Çünkü çocuk bunu kardeşim doğduktan sonra beni artık evde istemiyorlar bakış açısıyla yorumlayıp, kardeşine daha da kıskançlık besleyebilir. Çocuğa bu olayı tüm detaylarıyla anlatmalı, kardeşin bazen çok ağlayabilir, benim onu sakinleştirmem için kucağıma almam gerekebilir. Kendi yemek yiyemediği için onu benim beslemem gerekebilir.
Daha küçük olduğu için hiçbir aktiviteyi kendi başına halledemez ve bu süreçte ben ona destek sağlayacağım şeklinde detaya inerek açıklama yapılması çocuğu kardeşe karşı olan belirsizlikten kurtarabilir.
Ayryetten küçük çocuğun işlerini diğer çocuğa yaptırmamakta fayda vardır. Özellikle yaş farkı az olan çocuklarda bu durum kıskançlık oluşumunu daha da hızlandırmakta ve kardeşi kendisine yük olarak görme eğilimini arttırmaktadır. Rekabeti arttıracak oyunlardan uzak tutulmalı, daha çok kardeşlerin bir grup olarak oynayabileceği oyunlara ağırlık verilmelidir.

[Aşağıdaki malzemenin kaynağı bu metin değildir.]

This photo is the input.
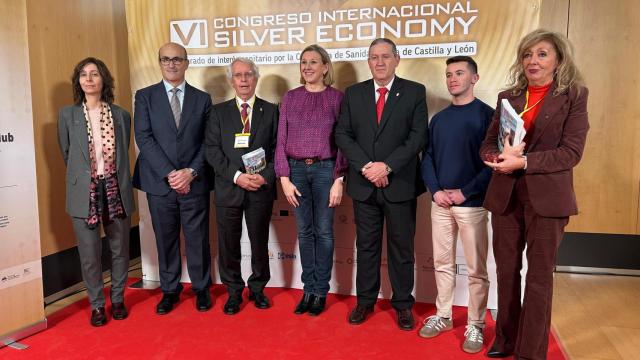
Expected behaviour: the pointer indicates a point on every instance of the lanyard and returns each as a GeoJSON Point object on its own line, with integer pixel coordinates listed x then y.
{"type": "Point", "coordinates": [526, 105]}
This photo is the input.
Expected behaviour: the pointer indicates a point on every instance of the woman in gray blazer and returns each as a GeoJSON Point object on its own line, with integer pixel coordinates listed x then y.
{"type": "Point", "coordinates": [94, 139]}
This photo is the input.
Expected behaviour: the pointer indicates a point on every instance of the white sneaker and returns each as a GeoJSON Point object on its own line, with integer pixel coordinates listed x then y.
{"type": "Point", "coordinates": [435, 324]}
{"type": "Point", "coordinates": [473, 339]}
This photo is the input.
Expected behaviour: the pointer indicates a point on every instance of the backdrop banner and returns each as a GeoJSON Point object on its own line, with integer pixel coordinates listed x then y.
{"type": "Point", "coordinates": [273, 33]}
{"type": "Point", "coordinates": [21, 305]}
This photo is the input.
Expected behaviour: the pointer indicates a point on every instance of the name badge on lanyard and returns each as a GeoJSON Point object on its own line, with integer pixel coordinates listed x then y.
{"type": "Point", "coordinates": [242, 140]}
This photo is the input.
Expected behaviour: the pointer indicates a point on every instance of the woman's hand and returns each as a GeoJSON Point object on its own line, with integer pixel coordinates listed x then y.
{"type": "Point", "coordinates": [509, 160]}
{"type": "Point", "coordinates": [290, 191]}
{"type": "Point", "coordinates": [335, 194]}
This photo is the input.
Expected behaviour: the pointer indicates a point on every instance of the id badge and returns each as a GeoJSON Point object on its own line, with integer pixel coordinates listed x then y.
{"type": "Point", "coordinates": [242, 141]}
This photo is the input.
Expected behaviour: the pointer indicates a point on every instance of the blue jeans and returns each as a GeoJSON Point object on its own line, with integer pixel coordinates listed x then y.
{"type": "Point", "coordinates": [314, 219]}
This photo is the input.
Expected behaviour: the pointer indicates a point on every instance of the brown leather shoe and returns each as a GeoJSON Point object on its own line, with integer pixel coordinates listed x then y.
{"type": "Point", "coordinates": [405, 319]}
{"type": "Point", "coordinates": [119, 311]}
{"type": "Point", "coordinates": [98, 317]}
{"type": "Point", "coordinates": [359, 314]}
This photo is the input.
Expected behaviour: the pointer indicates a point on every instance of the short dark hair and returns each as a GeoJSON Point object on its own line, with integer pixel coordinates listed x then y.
{"type": "Point", "coordinates": [379, 41]}
{"type": "Point", "coordinates": [461, 58]}
{"type": "Point", "coordinates": [107, 81]}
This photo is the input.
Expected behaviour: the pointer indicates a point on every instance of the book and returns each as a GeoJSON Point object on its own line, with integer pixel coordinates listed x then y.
{"type": "Point", "coordinates": [254, 161]}
{"type": "Point", "coordinates": [511, 126]}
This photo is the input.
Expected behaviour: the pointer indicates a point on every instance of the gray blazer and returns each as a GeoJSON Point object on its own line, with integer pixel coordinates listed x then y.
{"type": "Point", "coordinates": [74, 144]}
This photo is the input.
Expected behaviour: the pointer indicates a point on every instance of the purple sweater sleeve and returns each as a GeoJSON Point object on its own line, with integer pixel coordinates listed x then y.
{"type": "Point", "coordinates": [281, 164]}
{"type": "Point", "coordinates": [307, 122]}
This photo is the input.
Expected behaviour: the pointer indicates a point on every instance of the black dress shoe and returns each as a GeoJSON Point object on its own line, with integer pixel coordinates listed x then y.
{"type": "Point", "coordinates": [317, 306]}
{"type": "Point", "coordinates": [259, 300]}
{"type": "Point", "coordinates": [405, 319]}
{"type": "Point", "coordinates": [304, 304]}
{"type": "Point", "coordinates": [496, 352]}
{"type": "Point", "coordinates": [166, 304]}
{"type": "Point", "coordinates": [359, 314]}
{"type": "Point", "coordinates": [232, 306]}
{"type": "Point", "coordinates": [119, 311]}
{"type": "Point", "coordinates": [203, 300]}
{"type": "Point", "coordinates": [98, 316]}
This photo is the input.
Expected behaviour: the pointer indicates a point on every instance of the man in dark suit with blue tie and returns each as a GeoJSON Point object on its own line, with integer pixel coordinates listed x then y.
{"type": "Point", "coordinates": [381, 129]}
{"type": "Point", "coordinates": [237, 127]}
{"type": "Point", "coordinates": [169, 123]}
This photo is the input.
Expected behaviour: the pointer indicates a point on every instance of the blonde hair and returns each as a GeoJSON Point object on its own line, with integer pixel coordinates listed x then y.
{"type": "Point", "coordinates": [327, 78]}
{"type": "Point", "coordinates": [566, 75]}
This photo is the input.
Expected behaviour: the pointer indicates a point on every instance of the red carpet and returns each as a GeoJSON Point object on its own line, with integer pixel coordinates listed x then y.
{"type": "Point", "coordinates": [275, 333]}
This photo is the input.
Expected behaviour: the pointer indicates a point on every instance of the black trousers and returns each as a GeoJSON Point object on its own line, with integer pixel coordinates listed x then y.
{"type": "Point", "coordinates": [229, 221]}
{"type": "Point", "coordinates": [400, 218]}
{"type": "Point", "coordinates": [169, 214]}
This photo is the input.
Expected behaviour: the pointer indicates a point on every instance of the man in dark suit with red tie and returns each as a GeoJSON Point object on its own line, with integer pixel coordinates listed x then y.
{"type": "Point", "coordinates": [381, 130]}
{"type": "Point", "coordinates": [169, 122]}
{"type": "Point", "coordinates": [237, 127]}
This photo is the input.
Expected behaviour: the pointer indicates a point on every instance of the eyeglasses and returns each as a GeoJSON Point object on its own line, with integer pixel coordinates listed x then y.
{"type": "Point", "coordinates": [175, 61]}
{"type": "Point", "coordinates": [247, 75]}
{"type": "Point", "coordinates": [384, 57]}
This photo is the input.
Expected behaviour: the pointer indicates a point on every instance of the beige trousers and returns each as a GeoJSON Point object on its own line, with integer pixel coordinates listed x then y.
{"type": "Point", "coordinates": [471, 222]}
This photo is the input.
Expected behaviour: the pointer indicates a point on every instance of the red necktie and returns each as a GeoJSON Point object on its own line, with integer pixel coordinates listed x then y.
{"type": "Point", "coordinates": [245, 118]}
{"type": "Point", "coordinates": [380, 104]}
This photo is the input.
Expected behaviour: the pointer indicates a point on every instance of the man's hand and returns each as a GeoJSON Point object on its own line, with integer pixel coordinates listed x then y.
{"type": "Point", "coordinates": [382, 182]}
{"type": "Point", "coordinates": [250, 182]}
{"type": "Point", "coordinates": [456, 196]}
{"type": "Point", "coordinates": [180, 181]}
{"type": "Point", "coordinates": [375, 171]}
{"type": "Point", "coordinates": [442, 199]}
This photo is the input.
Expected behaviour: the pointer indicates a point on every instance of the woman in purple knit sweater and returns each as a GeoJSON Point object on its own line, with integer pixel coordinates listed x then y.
{"type": "Point", "coordinates": [311, 170]}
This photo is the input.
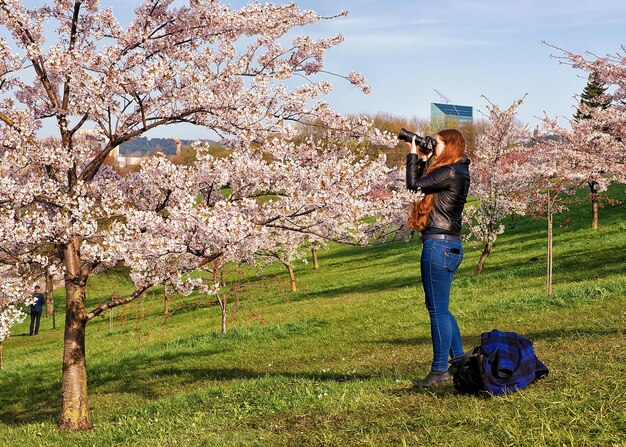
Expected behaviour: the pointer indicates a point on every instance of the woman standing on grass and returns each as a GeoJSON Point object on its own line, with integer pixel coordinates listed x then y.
{"type": "Point", "coordinates": [442, 175]}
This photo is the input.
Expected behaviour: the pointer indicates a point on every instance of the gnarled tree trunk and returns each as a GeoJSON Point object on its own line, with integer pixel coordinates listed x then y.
{"type": "Point", "coordinates": [483, 257]}
{"type": "Point", "coordinates": [316, 265]}
{"type": "Point", "coordinates": [292, 276]}
{"type": "Point", "coordinates": [593, 186]}
{"type": "Point", "coordinates": [50, 299]}
{"type": "Point", "coordinates": [75, 406]}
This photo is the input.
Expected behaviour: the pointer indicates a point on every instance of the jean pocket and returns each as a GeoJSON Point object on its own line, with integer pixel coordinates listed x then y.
{"type": "Point", "coordinates": [452, 260]}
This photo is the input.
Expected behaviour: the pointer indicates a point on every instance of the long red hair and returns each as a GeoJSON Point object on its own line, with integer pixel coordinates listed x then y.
{"type": "Point", "coordinates": [453, 152]}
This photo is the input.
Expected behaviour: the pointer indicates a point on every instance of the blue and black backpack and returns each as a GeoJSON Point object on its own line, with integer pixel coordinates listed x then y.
{"type": "Point", "coordinates": [503, 363]}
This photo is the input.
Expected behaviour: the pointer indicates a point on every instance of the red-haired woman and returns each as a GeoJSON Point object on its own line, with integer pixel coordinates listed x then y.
{"type": "Point", "coordinates": [442, 175]}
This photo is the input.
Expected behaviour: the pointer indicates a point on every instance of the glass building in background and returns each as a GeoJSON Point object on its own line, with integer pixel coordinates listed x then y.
{"type": "Point", "coordinates": [445, 113]}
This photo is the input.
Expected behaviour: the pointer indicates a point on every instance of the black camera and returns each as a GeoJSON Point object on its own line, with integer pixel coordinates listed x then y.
{"type": "Point", "coordinates": [427, 144]}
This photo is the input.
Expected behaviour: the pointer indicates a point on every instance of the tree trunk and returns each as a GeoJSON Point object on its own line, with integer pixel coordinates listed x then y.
{"type": "Point", "coordinates": [316, 266]}
{"type": "Point", "coordinates": [549, 273]}
{"type": "Point", "coordinates": [50, 299]}
{"type": "Point", "coordinates": [593, 186]}
{"type": "Point", "coordinates": [75, 407]}
{"type": "Point", "coordinates": [483, 257]}
{"type": "Point", "coordinates": [222, 301]}
{"type": "Point", "coordinates": [166, 305]}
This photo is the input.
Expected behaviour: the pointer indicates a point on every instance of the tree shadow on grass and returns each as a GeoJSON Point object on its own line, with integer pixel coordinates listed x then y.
{"type": "Point", "coordinates": [25, 399]}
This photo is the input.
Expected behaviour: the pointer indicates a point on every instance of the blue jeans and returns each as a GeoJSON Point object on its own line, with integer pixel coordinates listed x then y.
{"type": "Point", "coordinates": [439, 261]}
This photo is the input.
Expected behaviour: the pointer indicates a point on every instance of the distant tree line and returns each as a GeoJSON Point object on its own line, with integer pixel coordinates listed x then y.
{"type": "Point", "coordinates": [144, 145]}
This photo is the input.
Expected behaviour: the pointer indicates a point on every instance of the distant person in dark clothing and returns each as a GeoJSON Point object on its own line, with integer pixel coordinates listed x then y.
{"type": "Point", "coordinates": [35, 310]}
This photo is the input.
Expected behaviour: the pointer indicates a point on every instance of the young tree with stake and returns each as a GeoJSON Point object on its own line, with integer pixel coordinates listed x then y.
{"type": "Point", "coordinates": [169, 65]}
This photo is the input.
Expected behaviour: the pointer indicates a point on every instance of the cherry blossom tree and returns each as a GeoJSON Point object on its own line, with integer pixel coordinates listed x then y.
{"type": "Point", "coordinates": [497, 175]}
{"type": "Point", "coordinates": [202, 64]}
{"type": "Point", "coordinates": [596, 140]}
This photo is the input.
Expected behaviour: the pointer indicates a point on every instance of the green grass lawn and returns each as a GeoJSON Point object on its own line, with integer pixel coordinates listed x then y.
{"type": "Point", "coordinates": [332, 364]}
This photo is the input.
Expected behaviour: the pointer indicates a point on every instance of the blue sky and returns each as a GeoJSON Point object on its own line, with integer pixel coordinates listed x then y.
{"type": "Point", "coordinates": [465, 49]}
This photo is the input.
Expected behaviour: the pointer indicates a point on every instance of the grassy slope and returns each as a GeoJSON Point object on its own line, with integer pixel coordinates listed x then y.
{"type": "Point", "coordinates": [332, 363]}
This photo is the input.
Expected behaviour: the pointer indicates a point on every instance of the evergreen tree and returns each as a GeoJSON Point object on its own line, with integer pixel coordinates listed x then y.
{"type": "Point", "coordinates": [592, 96]}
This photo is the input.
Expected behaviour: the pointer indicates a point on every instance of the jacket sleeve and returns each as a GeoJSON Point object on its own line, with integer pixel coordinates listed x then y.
{"type": "Point", "coordinates": [414, 170]}
{"type": "Point", "coordinates": [436, 181]}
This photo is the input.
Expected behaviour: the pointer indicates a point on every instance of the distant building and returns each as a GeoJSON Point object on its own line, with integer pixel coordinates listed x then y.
{"type": "Point", "coordinates": [440, 113]}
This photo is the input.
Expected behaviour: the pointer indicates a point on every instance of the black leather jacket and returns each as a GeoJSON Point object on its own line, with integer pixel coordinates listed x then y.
{"type": "Point", "coordinates": [449, 185]}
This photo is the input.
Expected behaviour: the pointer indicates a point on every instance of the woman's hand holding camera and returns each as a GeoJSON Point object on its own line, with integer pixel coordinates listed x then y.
{"type": "Point", "coordinates": [413, 148]}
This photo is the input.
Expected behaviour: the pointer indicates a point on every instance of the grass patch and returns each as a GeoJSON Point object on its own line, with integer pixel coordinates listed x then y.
{"type": "Point", "coordinates": [332, 364]}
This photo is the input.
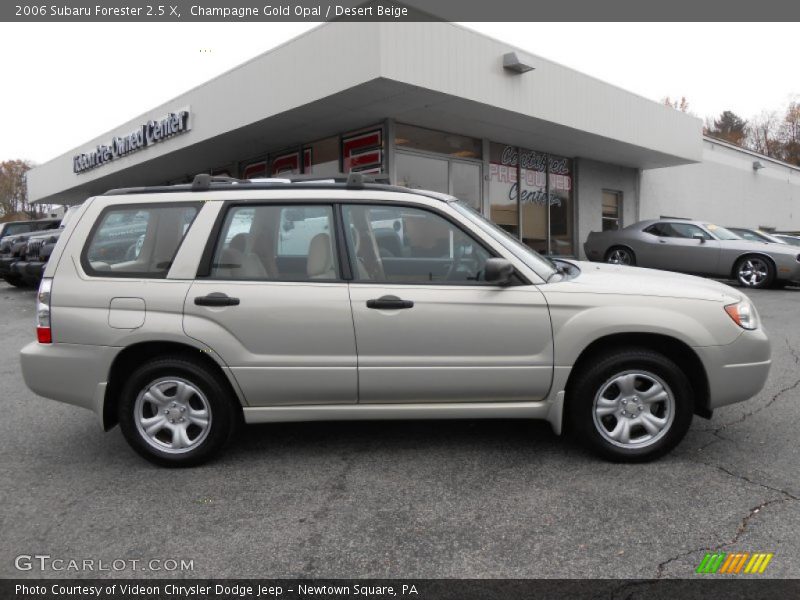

Aslında kardeş kıskançlığı herkeste, yaşı kaç olursa olsun var olan ve son derece normal bir geçiş süreci olarak karşımıza çıkabilmektedir. Önemli olan burada iki çocuğu birbirine kıyaslamadan, ilgi ve sevgiyi gösteriş biçimlerini aynı tutmaya özen göstererek sağlıklı bir biçimde bu süreci ilerlettirmek olacaktır.